Tarrin nodded. "They were the Non-human race that used to be in the Tower. When the Ancients left the world, the entire Sha'Kar race went with them."
"Yes, and everyone who knew their writing died two thousand years ago," she said. "Nobody's left to teach it, and the Lorefinders have been trying to decipher it for almost a thousand years. They haven't had any luck so far. Not even priestly or arcane magic can decipher it. Many think that the language is in itself magical."
"Another order?"
"No, that it actively resists magical attempts to decipher it. Unfortunately, it seems that all the important information that the Ancients kept was kept by the Sha'Kar. That leaves the descendants a bit in a pickle."
"You mean that the Ancients wrote all their knowledge down in this language?"
Jula nodded. "That's why we can't unlock the secrets of the Ancients," she told him. "They have it all written down in code. It may as well not be written down at all. Right here in this library is everything the Ancients ever knew, and it may as well be on the greatest moon," she said with a wry chuckle. "You have no idea how much that upsets a great many katzh-dashi. It's right here at our fingertips, but we can't read it."
Tarrin leafed through the book, and found a blurry patch in one corner. "What is this?"

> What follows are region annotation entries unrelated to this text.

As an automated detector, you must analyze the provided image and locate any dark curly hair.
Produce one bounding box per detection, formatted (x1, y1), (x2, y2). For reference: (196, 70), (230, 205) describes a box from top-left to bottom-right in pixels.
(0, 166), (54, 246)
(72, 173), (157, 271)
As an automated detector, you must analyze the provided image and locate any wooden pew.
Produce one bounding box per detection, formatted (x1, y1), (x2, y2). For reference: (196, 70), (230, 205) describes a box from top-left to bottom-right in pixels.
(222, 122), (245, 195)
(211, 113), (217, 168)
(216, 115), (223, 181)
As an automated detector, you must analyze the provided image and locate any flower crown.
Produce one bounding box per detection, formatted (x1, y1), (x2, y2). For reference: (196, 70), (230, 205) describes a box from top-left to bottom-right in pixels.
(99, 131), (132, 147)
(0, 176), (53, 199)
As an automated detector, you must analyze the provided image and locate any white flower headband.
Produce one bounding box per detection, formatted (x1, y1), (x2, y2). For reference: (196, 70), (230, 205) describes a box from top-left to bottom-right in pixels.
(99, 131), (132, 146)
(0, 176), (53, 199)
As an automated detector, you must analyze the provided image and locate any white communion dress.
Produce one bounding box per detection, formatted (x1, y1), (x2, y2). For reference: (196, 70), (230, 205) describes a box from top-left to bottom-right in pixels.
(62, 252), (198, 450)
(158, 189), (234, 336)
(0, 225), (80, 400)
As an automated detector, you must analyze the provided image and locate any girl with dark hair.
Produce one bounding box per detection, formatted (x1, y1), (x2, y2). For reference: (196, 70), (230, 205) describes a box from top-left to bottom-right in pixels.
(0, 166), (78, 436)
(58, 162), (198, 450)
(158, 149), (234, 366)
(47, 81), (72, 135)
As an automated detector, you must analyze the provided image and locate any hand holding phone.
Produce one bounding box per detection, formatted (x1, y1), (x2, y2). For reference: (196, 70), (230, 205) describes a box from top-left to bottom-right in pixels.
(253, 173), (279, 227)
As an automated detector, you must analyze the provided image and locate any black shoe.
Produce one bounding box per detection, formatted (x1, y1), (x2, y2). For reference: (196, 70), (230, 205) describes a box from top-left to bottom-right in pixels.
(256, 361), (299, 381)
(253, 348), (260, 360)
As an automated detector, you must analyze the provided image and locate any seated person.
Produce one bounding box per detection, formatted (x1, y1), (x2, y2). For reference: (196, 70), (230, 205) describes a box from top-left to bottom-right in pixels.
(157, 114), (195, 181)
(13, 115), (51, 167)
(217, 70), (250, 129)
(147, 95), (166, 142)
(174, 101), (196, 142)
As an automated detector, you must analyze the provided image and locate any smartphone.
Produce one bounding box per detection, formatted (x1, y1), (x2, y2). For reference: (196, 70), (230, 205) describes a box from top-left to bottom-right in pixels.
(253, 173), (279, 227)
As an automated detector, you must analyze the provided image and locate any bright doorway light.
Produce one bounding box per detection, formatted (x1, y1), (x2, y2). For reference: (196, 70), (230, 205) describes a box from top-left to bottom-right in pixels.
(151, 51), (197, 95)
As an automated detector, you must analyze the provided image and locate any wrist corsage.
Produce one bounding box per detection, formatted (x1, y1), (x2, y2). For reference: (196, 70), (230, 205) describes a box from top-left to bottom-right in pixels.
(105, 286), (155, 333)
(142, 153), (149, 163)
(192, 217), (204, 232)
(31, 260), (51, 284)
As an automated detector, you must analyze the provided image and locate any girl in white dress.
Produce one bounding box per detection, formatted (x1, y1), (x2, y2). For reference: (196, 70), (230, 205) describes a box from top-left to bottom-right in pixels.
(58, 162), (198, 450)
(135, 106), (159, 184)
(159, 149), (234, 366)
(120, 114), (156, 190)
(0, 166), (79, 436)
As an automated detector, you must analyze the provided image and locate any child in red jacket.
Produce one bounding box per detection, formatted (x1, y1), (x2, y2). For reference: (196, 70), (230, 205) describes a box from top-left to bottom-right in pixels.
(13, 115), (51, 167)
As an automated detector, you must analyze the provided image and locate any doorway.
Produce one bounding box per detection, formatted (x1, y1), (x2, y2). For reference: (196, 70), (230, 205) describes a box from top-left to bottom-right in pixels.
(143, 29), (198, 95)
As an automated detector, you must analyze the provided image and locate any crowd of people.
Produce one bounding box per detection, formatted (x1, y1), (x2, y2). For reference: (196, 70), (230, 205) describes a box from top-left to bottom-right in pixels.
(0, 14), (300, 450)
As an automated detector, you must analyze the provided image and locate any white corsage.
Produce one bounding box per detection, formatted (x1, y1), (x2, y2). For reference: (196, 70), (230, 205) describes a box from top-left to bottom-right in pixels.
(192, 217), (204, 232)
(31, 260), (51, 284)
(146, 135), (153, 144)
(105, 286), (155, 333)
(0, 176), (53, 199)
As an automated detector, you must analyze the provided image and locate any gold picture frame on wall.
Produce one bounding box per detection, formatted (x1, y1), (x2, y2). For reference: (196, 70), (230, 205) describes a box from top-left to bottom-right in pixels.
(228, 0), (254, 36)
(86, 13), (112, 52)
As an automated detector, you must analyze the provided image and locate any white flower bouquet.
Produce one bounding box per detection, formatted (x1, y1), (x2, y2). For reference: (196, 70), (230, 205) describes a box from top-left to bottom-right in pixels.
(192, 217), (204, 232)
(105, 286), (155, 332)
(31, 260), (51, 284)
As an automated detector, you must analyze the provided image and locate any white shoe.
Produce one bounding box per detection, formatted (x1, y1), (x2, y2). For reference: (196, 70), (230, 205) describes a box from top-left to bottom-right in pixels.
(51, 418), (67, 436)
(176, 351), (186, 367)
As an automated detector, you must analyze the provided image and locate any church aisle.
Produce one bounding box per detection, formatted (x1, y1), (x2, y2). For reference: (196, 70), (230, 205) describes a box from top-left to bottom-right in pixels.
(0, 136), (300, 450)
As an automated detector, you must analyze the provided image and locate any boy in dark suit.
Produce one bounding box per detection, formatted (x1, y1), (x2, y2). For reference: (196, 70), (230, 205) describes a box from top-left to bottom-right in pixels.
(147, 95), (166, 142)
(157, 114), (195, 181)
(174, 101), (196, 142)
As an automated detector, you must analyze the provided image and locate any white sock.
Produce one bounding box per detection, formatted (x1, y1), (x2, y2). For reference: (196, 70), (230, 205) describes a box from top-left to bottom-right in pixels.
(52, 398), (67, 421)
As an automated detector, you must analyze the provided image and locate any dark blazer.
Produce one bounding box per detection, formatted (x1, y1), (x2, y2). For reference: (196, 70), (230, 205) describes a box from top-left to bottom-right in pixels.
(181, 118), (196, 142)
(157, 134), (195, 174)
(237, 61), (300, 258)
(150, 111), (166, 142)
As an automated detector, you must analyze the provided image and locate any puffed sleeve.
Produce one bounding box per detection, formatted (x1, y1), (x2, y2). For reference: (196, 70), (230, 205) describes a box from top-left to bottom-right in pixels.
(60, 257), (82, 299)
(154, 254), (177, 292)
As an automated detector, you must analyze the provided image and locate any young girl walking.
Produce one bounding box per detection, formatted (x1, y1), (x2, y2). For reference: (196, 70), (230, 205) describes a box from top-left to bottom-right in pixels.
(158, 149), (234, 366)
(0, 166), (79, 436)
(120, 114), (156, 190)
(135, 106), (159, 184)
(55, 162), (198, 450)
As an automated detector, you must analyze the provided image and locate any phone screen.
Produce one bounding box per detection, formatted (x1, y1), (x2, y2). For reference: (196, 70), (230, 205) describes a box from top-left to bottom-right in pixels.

"I guess it was an illustration, or drawing," Jula replied. "The magic the Lorefinders use literally copy the contents of one book into another. They already know what the forms of the letters look like, so they can make those sharp and clear. But the illustrations are another matter. Since they don't know what they are, they can't copy them clearly. So they get copied just as they appear in the old books."
"Why does this happen?"
"Age," Jula shrugged. "Time eats away the ink, the pages wear away, any number of things. That's why we don't even know what the Sha'Kar looked like. There are no surviving drawings, illustrations, or paintings of them."
"Aren't they described in a book?" Jula shook her head. "Why not?"
"Would you describe a pair of pants in a book of history? A flower? A spoon?"
"That's a silly answer."
"No, it's not. Those are common everyday things, things we expect would be around two thousand years from now. Why waste time describing something everyone has already seen?"
Tarrin thought about it. "Oh," he finally realized. "Everyone back then knew what a Sha'Kar looked like, the way everyone today knows about the Wikuni."
"Precisely. So they never really went into depth about them. All the books about the Sha'Kar were written in their language, and we can't read them. All we've managed to find out about the Sha'Kar is that they were a very human-looking race, just a bit taller than humans on the average, and were frail and delicate beings. They also had large eyes, and some in the Tower think that they may have had pointed ears."
The description sounded a little like Allia, up until the "frail and delicate" part. Allia was by no means frail and delicate. She only looked delicate, because she was so beautiful. Maybe the Selani and the Sha'Kar were very, very distantly related.
"When alot of people in the Tower saw Allia, they thought that maybe the Selani and the Sha'Kar shared some kind of common ancestor," Jula told him, mirroring what he was thinking. "I think they've already put Sha'Kar books in front of her to see if she could read them."
"She didn't tell me about that."
"I guess she didn't think it was very important," Jula told him. "And since they're still working to break the language, I guess that means it didn't work."